LOYALTIES: A reflection on the contrasting careers of Jim Jeffords and the late Joe Moakley. See my new TRB opposite.

E.J. GOES O.T.T.: If the tax cut is law, that means it happens, right? Uh, no, according to E.J. Dionne in the Washington Post today. If it turns out that the tax cut makes it impossible to spend gazillions on prescription drugs for seniors or more, Dionne figures that the Congress can simply retroactively rescind the tax cut to pay for it. Does that mean actually asking for it back – or upping tax rates for one year? Or what? It seems to me that a budget plan of this magnitude has to hold – and, indeed, Bush will be held accountable for its results. But the notion that these laws can simply be rescinded at will, retroactively, or whenever the Democrats or Republicans want to spend more tax-payers’ money, seems loopy to me. E.J., face it. On the most important fiscal decision of the next decade, you lost. Deal with it or blame the president or urge more votes for Democrats to keep more of the people’s money. But don’t claim it hasn’t happened, or can be legislated away at will.

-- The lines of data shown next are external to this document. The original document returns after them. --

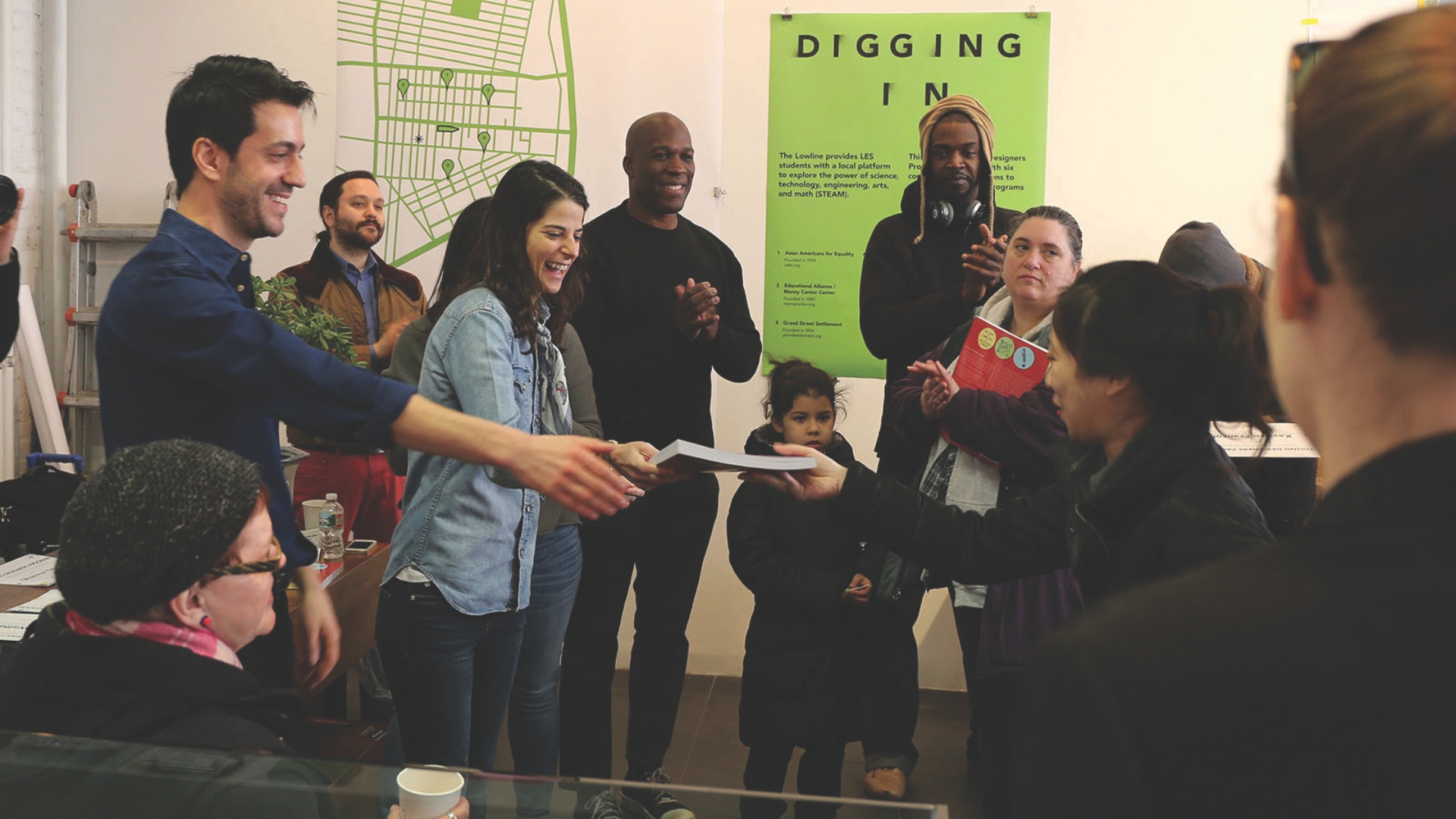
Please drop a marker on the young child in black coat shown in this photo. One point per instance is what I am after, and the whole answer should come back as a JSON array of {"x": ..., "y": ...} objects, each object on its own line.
[{"x": 802, "y": 667}]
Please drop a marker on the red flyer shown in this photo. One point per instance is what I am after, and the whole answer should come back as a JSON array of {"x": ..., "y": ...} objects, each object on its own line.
[{"x": 998, "y": 362}]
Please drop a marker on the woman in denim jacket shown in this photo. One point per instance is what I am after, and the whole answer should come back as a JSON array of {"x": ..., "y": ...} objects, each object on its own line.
[{"x": 450, "y": 611}]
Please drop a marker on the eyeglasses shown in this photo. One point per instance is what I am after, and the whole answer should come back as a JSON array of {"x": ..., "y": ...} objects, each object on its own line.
[
  {"x": 1302, "y": 61},
  {"x": 255, "y": 567}
]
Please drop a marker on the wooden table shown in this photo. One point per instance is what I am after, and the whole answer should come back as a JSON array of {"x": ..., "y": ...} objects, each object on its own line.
[{"x": 356, "y": 599}]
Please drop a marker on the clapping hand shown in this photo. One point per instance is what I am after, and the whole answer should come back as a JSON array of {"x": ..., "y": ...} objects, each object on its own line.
[
  {"x": 938, "y": 388},
  {"x": 982, "y": 265},
  {"x": 696, "y": 311}
]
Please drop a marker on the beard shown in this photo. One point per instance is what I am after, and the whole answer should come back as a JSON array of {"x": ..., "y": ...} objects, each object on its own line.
[
  {"x": 946, "y": 193},
  {"x": 251, "y": 212},
  {"x": 356, "y": 238}
]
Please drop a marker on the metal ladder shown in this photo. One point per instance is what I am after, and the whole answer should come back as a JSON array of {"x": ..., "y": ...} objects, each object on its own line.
[{"x": 86, "y": 232}]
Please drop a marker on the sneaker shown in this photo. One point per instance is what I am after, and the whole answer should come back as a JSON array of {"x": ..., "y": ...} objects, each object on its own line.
[
  {"x": 886, "y": 783},
  {"x": 655, "y": 803},
  {"x": 601, "y": 806}
]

THE GROWING GAP: Unsurprising but still important stats from the CBO on income inequality in the U.S. Yeah, it’s growing. Because the dates of the study are 1979 to 1997, they’re a little misleading. 1997 was the recent low-point for inequality. The subsequent years saw real gains for those at the bottom of the scale. But what’s striking to me is the fact that the yawning inequality gap is independent of taxation. The gulf cited by the CBO is based on pre-tax income. Even the most punitive tax regime could do little about changing a growth in income for the very rich of 142 percent in 18 years, or a tiny decline in the very poor of around 3 percent. In fact, taxes have increasingly squeezed the rich in this period. In 1997, the wealthiest fifth paid 65 percent of all taxes – up from 57 percent in 1979. The poorest fifth’s contribution to taxes was halved in the same period. So lets forget about the notion, as Mickey Kaus argued in the 1980s and 1990s, that redistributive taxation can do anything but spit in the wind of the global economy. And let’s tackle what can really help the poor: better education, workfare, lower crime, and an open, dynamic economy.